The reference to "recent elections" (plural) confirms as suspected that Galaxy's preferences in this instance are not based solely on the 2016 federal election, as has been falsely claimed by The Australian for what appears to be at least the last five months.  The tweets also confirm that the speculation about Newspoll being switched to respondent preferences was (fortunately) wrong.

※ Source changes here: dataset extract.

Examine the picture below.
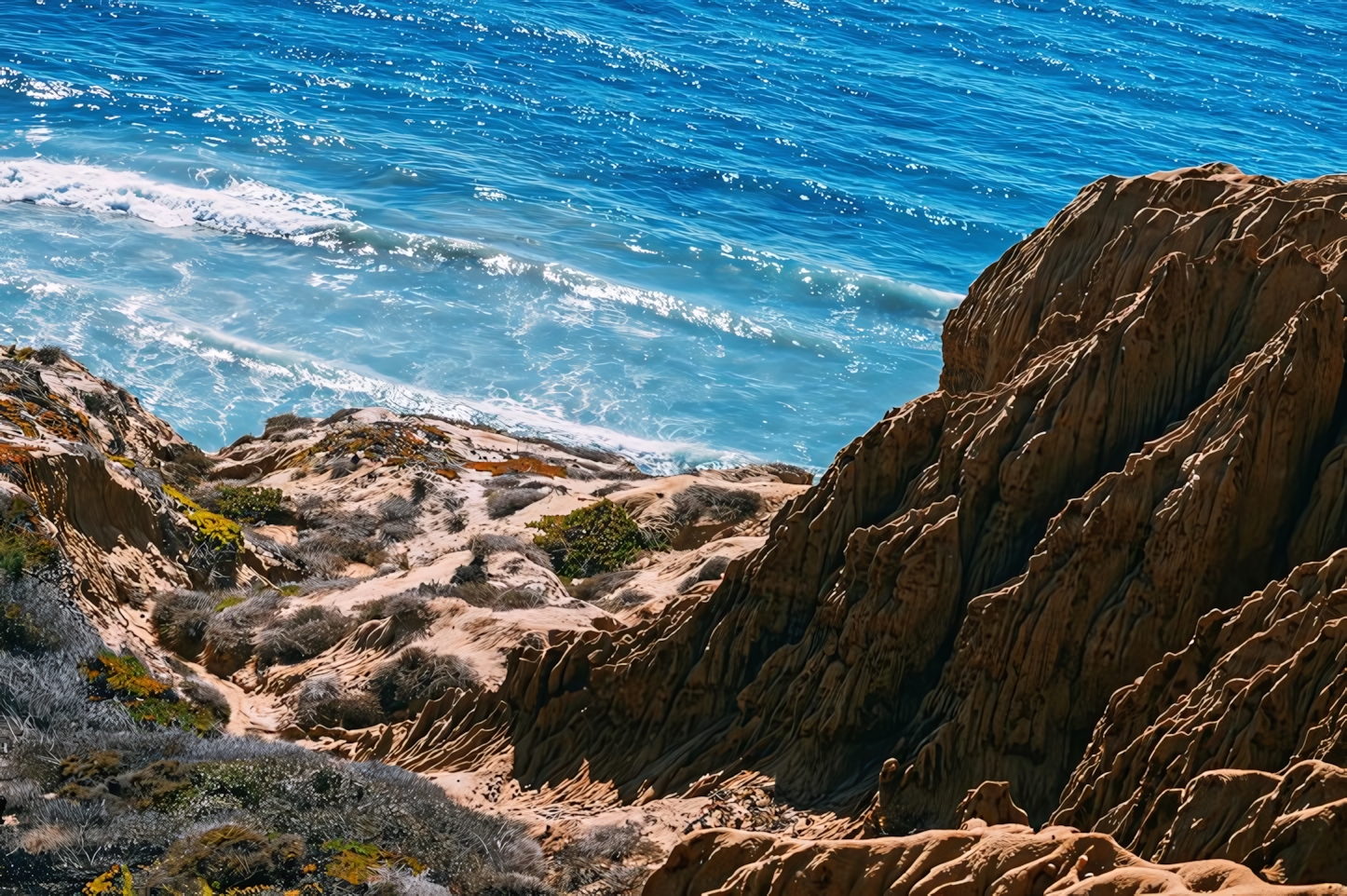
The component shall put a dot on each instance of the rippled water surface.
(694, 231)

The tweets do raise the question of whether the preferences used in Newspoll since 2015 might have included any other adjustments that created departures from last-election preferences that were too small to be easily detected.  I also suspect the same approach could be taken regarding Australian Conservatives (a new party) or whatever NXT are calling themselves this week (60-40 to Labor at 2016 federal, but only 50-50 as SA-BEST in the SA state election.)

Update 29 April:

This issue was featured in a promo for ABC's Insiders (and I assume in the program itself).  Unfortunately the promo supported the incorrect claim that the change has just happened for the most recent Newspoll, thus leading to another mass spawning of nonsense about the change.  (Galaxy Research retweeted my tweet pointing out that the change probably happened eight polls ago).  The promo also referred to my 52.4% typical last-election preferences calculation for the primaries, but not to my estimate that the underlying last-election 2PP was probably about 52.1. (A very technical point about extra information that modifies a prior assumption.)

Update 30 April:

And finally, confirmation.

See also:

Pollbludger article on historic One Nation preferences, which among other things notes that the donkey vote in Paterson (NSW) was in fact a bigger influence on the One Nation 2016 preference split than the Longman situation.


  1. Kevin,

    Thanks for the excellent summary of the latest (and previous) poll results.

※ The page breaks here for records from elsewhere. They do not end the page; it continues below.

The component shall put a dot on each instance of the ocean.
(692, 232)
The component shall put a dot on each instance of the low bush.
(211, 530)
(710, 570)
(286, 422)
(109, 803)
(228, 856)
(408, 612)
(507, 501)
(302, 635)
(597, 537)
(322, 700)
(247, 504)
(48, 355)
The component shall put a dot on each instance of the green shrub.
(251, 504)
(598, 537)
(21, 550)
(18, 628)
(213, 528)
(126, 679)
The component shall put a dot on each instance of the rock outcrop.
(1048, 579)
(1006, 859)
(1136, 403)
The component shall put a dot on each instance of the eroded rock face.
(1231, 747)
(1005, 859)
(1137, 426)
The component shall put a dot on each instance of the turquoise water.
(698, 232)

    Your blog is now my preference, since Antony Green's has had comments disabled and does not appear as frequently.

  2. So is news poll underestimating by 1%....on an averaging of polls how does this compare.....really a slight lnp improvement?

    1. The best figure to compare the Newspoll with is the One Nation adjusted aggregate figure, currently 51.8. Probably the Newspoll was something like 51.3 on that basis, but that's a slightly generous reading compared with other recent polls.

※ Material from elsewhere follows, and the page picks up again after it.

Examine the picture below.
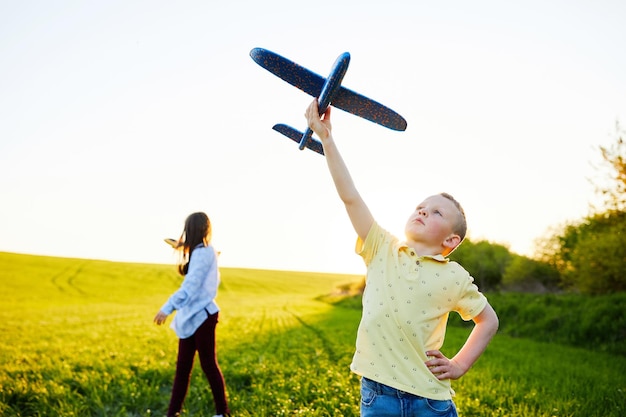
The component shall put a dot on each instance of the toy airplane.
(328, 91)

  3. The trend is in NP moving the ON preferences.

  4. Great article once again (makes my pittance of a donation worthwhile). Something I have wondered about lately is, what would the make up of our government look like if there was FPTP and optional voting? I'm not advocating either btw, just curious. Before anyone says I could work this out with the available data, I'm happy when I press the right button and the box of tricks fires up such is my knowledge of computers.

    1. Possibly quite similar, but with fewer if any crossbenchers. As with nations that have FPTP, minor-party voting would be greatly suppressed and voters who would otherwise vote for minor parties would tend to vote strategically for the majors - that would effectively fast-forward the 2PP contest. Those who oppose optional voting in Australia say it would favour the conservatives, but I don't think countries that have it really support that theory. Perhaps there would be slightly more conservative approaches within each major party but over time they would be equally competitive.

  5. Should of included FPTP meaning the candidate who gained the most number 1 votes, not the first to get 50.1%

  6. 'Since the last one there's been the slight distraction of the Coalition's 30th consecutive 2PP Newspoll loss.'

    Wasn't it their 60th consecutive loss--30 apiece?

    1. No. Contrary to the very widespread myth on social media, the 60 were not consecutive. Between Abbott's 30 losses and Turnbull's 30 (now 31) losses came Turnbull's first 20 Newspolls which included 9 wins, 7 ties and 4 losses.